Okay, your potential home is Schrodinger’s box and you are Schrodinger’s cat. The mechanism is your house’s quality – good/bad repair, good/bad construction, presence of parasites, mold or other nasties, etc. The good news is that the 50/50 chance is not that you’re going to die. However, you have a good chance of coming out of the box pissed off.
This is because, unlike Schrodinger’s theoretical cat, you have a choice in going into the box in the first place. In fact, you’re spending a huge chunk of your hard-earned money on that box and you’ve probably decorated it and planted some kind of flowers around it. If the mechanism trips, though, all of that work suddenly becomes for naught because you have termites and the house is collapsing around your ears, or the roof is sliding into your pansy patch or black mold is invading the basement and threatening to take over the kitchen and you see your vacations for the next 6 years disappearing under a pile of new drywall.
From the outside, Schrodinger’s box, no doubt, looks fine. Once the cat is committed inside it, though, the true nature of Schrodinger’s box is eventually going to reveal itself. Now, assuming that the cat entered the box of its own free will (don’t laugh; there are cats who have a passion for small, ill-fitting boxes), don’t you think that the cat might have wished that it had someone explain the nature of that mechanism on the side? Maybe it might wish that it could have gotten some advice on whether to get into the box in the first place. (Now, we’re definitely in Theory Land, because no self-respecting cat has ever asked for advice in my awareness, but you can appreciate the point I’m trying to make)

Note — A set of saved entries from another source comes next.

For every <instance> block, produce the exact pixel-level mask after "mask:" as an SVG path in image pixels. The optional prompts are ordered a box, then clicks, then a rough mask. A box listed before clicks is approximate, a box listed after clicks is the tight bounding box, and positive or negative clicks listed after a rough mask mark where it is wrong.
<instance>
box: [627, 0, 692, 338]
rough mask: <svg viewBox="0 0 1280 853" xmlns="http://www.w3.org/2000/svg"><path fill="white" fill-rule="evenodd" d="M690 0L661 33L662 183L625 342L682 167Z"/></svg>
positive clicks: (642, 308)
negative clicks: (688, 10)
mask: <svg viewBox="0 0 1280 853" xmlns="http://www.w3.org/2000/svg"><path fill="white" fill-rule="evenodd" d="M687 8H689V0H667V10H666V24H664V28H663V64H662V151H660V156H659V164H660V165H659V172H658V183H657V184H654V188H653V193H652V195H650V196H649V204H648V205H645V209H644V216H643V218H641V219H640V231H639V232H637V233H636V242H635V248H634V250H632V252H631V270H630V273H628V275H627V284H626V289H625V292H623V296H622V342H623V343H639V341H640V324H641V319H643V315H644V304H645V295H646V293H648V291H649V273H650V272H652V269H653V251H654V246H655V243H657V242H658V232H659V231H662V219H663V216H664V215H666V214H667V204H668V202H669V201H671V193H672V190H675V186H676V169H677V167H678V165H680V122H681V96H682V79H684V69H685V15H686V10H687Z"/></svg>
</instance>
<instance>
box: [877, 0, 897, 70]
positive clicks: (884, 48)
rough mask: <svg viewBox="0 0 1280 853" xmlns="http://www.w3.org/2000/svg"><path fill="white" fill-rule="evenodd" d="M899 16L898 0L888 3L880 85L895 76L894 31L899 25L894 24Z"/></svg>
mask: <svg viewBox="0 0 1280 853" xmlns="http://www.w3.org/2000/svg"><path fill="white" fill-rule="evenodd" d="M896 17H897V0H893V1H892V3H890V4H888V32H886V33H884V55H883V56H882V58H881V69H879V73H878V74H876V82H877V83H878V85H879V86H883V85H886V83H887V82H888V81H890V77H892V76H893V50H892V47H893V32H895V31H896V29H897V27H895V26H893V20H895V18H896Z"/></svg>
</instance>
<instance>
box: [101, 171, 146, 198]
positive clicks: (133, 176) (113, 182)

Without a proper home inspection done, you will never know if there are hidden evils in your house until they reveal themselves – usually at the most inopportune times. Your house inspection is aimed at informing you about things that can make your house into a money trap or a danger to live in. It is not going to guarantee that nothing is wrong or ever will go wrong, but it can tell you about aspects of your potential home that may end up being serious concerns. The home inspector may also recommend additional inspections of the roof and for pests. This money, while a respectable sum, is not just something that real estate professionals recommend to you in order to point and laugh and say, “Look! I got them to spend more money!”; it is a necessary step to avoiding unpleasant and very costly surprises.
Observers of the Schodinger cat experiment obviously won’t be looking at it from the cat’s point of view, just as people who see you go through the house buying process won’t be looking at it from your point of view. If your house succumbs to one of the many ailments that can affect homes, they will view it as an interesting thought experiment in buying real estate and each will take away their own impressions. You, however will be the one to really feel the effects of the experience of investing in a house that is now giving you no end of grief. It’s a lot more personal when you’re the cat.
Schrodinger did not include the cat’s perspective in his original experiment, so we have no way of knowing whether the cat was inclined to buy real estate. However, since you are, avoid becoming Schrodinger’s cat. Get the home inspection done.